かつては「神の薬」として数々の病気の治療に用いられてきたアヘンであるが、今では個人には中毒を、社会には破滅をもたらすものであることを誰もが認識しているだろう。しかし、アヘンに匹敵する鎮痛効果を持つ薬物がないこともまた事実だ。そこで、多くの科学者は、アヘンの中毒性をなくし、鎮痛効果だけを残す方法を模索してきた。
モルヒネもヘロインも、そうした研究の成果として生まれたものだ。どちらも信頼がおける画期的な治療薬として製薬会社が販売し、広く治療に用いられ、後に大量の中毒者と死者を生み出すことになった。

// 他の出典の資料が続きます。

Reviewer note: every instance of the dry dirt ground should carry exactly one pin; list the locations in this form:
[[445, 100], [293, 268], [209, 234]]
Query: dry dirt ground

近年では、同じくアヘンの成分から作られた医療用麻薬、オピオイド系鎮痛剤の蔓延が、米国において大きな社会問題になった。発端は、がん患者の終末医療に際し、痛みを和らげる目的で中毒性のある鎮痛剤を投与することが米国で認められるようになったことだった。その後、1986年に発表された論文で、疼痛(とうつう)管理の専門家がアヘン類縁物質の鎮痛剤の長期服用は比較的安全で、中毒性もなく、医師は鎮痛剤の使用をためらうべきではないと主張した。この論文に乗じた製薬会社が、1995年にオキシコチンという鎮痛剤を発売し、簡単に手に入る薬物として人気を博することになった。正常な使用では接種しきれないほどの大量の薬が全米で処方され、結果として多くの中毒者を生み出した。今世紀の最初の10年で、10万人以上が過剰摂取により命を落とし、交通事故を上回り、米国における事故死の最大の原因となっている。
米国の国民病である心臓病。1950年代、大量の脂肪を摂取する国で心臓病の発症率が高いという調査結果から、脂肪が控えめの食事がブームになった。1977年には脂肪を総カロリーの30%に抑えるべきだとするレポートが上院委員会から発表された。じつのところ、脂肪の摂取量と心臓病の発症率の相関については裏づけはなかったにもかかわらず、脂肪摂取の制限は米国政府の正式な政策になった。